Se cumplen hoy cinco
años exactos del día en que pude terminar con semanas de presión que me iba
imponiendo a medida que veía aquel blog con publicaciones diversas y todas tan
interesantes que despertaban los más animados intercambios de ideas entre la tropa
de “atormentados” o "tormentosos" en la que me encontraba, demostrar con lo escrito que era
merecedora de estar en tan selecto y atípico grupo y no como simple
espectadora. Y llegó en el momento menos imaginado, puesto que cuando me senté a
tomar ese café no esperaba escribir nada y mucho menos a mano, pero pensé (cosa
extraña en mi), pensé y luego escribí.
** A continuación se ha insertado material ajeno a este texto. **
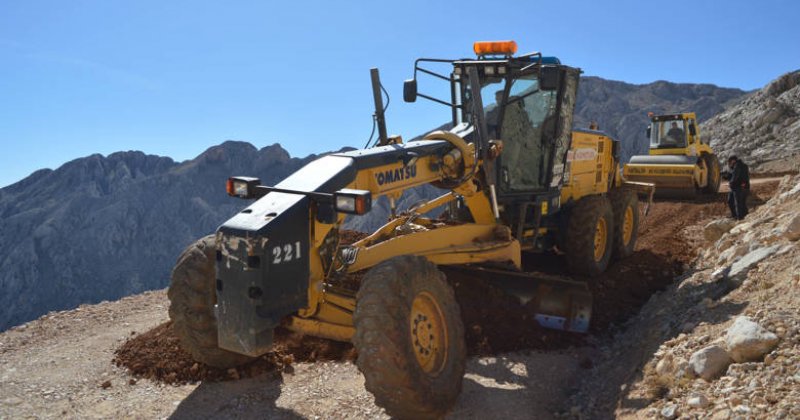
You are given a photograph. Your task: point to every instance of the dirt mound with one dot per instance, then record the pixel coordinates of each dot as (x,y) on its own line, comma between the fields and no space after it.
(157,355)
Todo se dio en ese momento, todo.
Sobre el tema
central de aquel post ya casi no queda nada, ese sentimiento devastador fue
canalizado hacia una bonita y fuerte amistad. Meses más tarde me vi envuelta
por otro sentimiento devastador y fulminante del que todavía sigo
recuperándome.... Sé que lo conseguiré ya que aquella primera experiencia me demostró
que cuando se trata de imposibles no existen los imposibles.